T+86: Mama's Birthday / New Virus

Today (Monday) was Mama's birthday. She had the good fortune to be able to enjoy it at the hospital. But Kay had a surprise in store, she had arranged a special breakfast-in-bed for Mama. The staff decorated the door outside Kay's room and hung a poster on the wall wishing Mama Happy Birthday. I brought Natasha and Lauren with me in the early evening and we had a whole 90 minutes together doing the cards-and-presents thing before Marion took Nattie & Lauren home. Not a bad day, but not a good birthday either.

On the medical front, Kay is doing better with respect to calorie intake and general nausea. The new liquid feed seems to be tolerated by her system much better and we're now able to pump it into her at reasonable rates. We're still not hitting the target of 1600 calories per day, but we're doing better every day. And the most important thing is that her weight is increasing, it's now above 28kg, which is a decent improvement. Kay has more energy and is sleeping less, although she is still very tired.

I mentioned last week that she was starting to suffer from a bladder infection, lots of pain urinating, etc. At the end of last wek two cultures of her urine were taken but both provie inconclusive. However she was started on an antibiotic, just in case. On Saturday things took a turn for the worse. She was literally screaming with pain when she had to pee and breaking my fingers while holding my hand during the process. She had to pee at least every 30 minutes, so you can imagine the all too frequently repeated scene. I was going crazy running backwards and forwards with bedpans.

Around midday I kicked up a mild fuss that nothing was being done to alleviate Kay's pain. So the duty nurse called the doctor, who prescribed additional medication to relax Kay's bladder. But the pain continued. In the evening I again raised the subject with the late shift nurse. She too felt that Kay was in too much pain for a simple bladder infection and she called the doctor again. Again, without coming to see Kay, the doctor told the nurse that all was being done that could be done at that point. By this time Kay been being pissing razorblades for more than 3 days.

On Sunday Marion started making a fuss about the matter. Kay had been sick and thrown up the NG tube without having felt nauseous. This was something different. By coincidence the duty doctor happened to be making a routine visit when Kay had to pee. She then became concerned that Kay was in way too much pain for a normal infection (deeerrrr) and decided to do something about it. The concern at that point was that Kay could have got another virus - the BK virus - to which BMT patients are also susceptible after a transplant. The doctor arranged for an ultrasound echo to be made of Kay's bladder and it turned out that walls of her bladder were way thicker than normal. Also she started to show blood in her urine. The doctor was then rather motivated to quickly identify the cause of the infection. She arranged for a urine sample to be urgently tested for the BK virus. This test normally takes two weeks, but Kay's case was seen as very urgent and therefore the results were expected in 24 hours.

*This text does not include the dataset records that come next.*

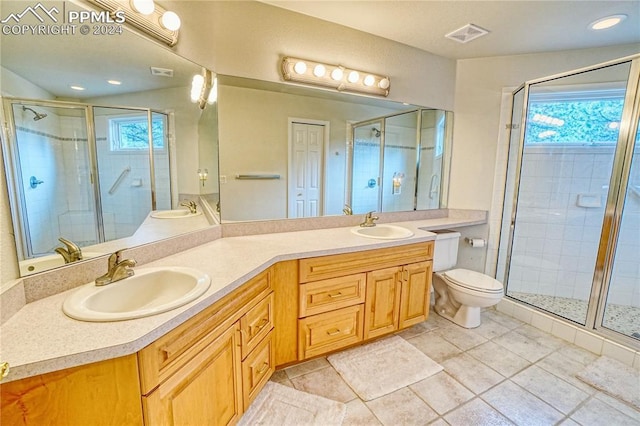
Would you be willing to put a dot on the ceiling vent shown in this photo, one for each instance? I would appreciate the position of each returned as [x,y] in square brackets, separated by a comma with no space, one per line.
[467,33]
[161,72]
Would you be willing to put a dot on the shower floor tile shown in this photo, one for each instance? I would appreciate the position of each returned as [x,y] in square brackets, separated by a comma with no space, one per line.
[623,319]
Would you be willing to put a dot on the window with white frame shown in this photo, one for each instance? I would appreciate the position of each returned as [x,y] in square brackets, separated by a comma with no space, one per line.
[584,117]
[131,133]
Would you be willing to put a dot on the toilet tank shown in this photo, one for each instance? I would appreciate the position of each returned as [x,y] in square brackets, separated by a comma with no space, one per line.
[445,253]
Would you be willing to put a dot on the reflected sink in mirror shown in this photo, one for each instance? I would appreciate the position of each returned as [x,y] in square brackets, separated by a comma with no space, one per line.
[149,292]
[174,214]
[383,232]
[44,263]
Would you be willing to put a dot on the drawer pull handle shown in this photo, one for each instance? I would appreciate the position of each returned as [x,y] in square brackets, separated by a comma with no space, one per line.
[260,326]
[263,368]
[4,369]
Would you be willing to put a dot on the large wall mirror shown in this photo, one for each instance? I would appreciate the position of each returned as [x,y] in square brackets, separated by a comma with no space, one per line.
[264,151]
[288,151]
[93,164]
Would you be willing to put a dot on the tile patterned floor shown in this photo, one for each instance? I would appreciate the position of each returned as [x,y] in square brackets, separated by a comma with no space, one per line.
[504,372]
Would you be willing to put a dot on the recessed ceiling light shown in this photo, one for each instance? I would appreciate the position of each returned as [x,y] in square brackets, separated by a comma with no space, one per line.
[607,22]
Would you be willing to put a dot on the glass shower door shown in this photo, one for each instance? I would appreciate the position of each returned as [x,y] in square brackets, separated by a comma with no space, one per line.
[365,184]
[570,140]
[622,307]
[52,157]
[399,166]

The results came in late this afternoon and sure enough Kay has the BK virus. The doctor was pleased by this outcome. The BK virus can be treated and I gather from her phraseology that the alternatives are much worse. The interesting thing though is that the treatment for the BK virus also attacks the CMV virus. So the current CMV virus treatment has been stopped and tomorrow the BK virus treatment will begin. The good news with this treatment is that it only runs three times per week. The bad news is that the medication can damage Kay's kidneys and therefore a protective medication must be given 3 hours before the treatment and twice after the treatment. Also, Kay must be hyperhyrated during the treatment. The good news is that this drug is not (as) toxic for bone marrow (but for kidneys instead). The bad news is that the BK virus does suppress bone marrow activity. In other words this is a damned tricky medication and, while the load on Kay's bone marrow from the current CMV treatment will decrease, the new virus will compensate. Whether this is better or worse, no-one can say.

The biggest downer of this twist in the story is that we were on track to be able to take Kay home later this week or sometime next week. Most of the care had been arranged for Kay to get the 2x daily intravenous medication for the CMV virus at home. I suspect that the new medication is just too tricky to be done at home and that we're going to be stuck in hospital for many weeks yet. The doctor was non-specific about how long it will take the BK antiviral to bite, but it's clear that it will take at least a week and probably longer. We had hoped that Kay would be able to celebrate her birthday (2nd August) at home, but under the circumstances I doubt that this will be possible.

The paperwork requesting an additional stem cell donation from the donor will has probably gone out of the door today. So we're on course for a top-up transplant in the next weeks. Let's hope that we get some synchronicity in the events and that this new drug plus the antibody treatment for the CMV virus reduces Kay's viral load such that when the transplant arrives her system is able to offer it a 'cleaner' environment.

The only thing that I'm left wondering about is, if the BK antiviral also attacks the CMV virus, why has this drug not been tried earlier? Why the (expensive) antibody treatment instead. I suspect that I can guess the answer and I suspect that I'm not going to like it very much. But tomorrow I have a meeting with the head oncologist, so I'll ask her.

It's late now. Kay is sleeping peacefully, so I'm off to bed myself.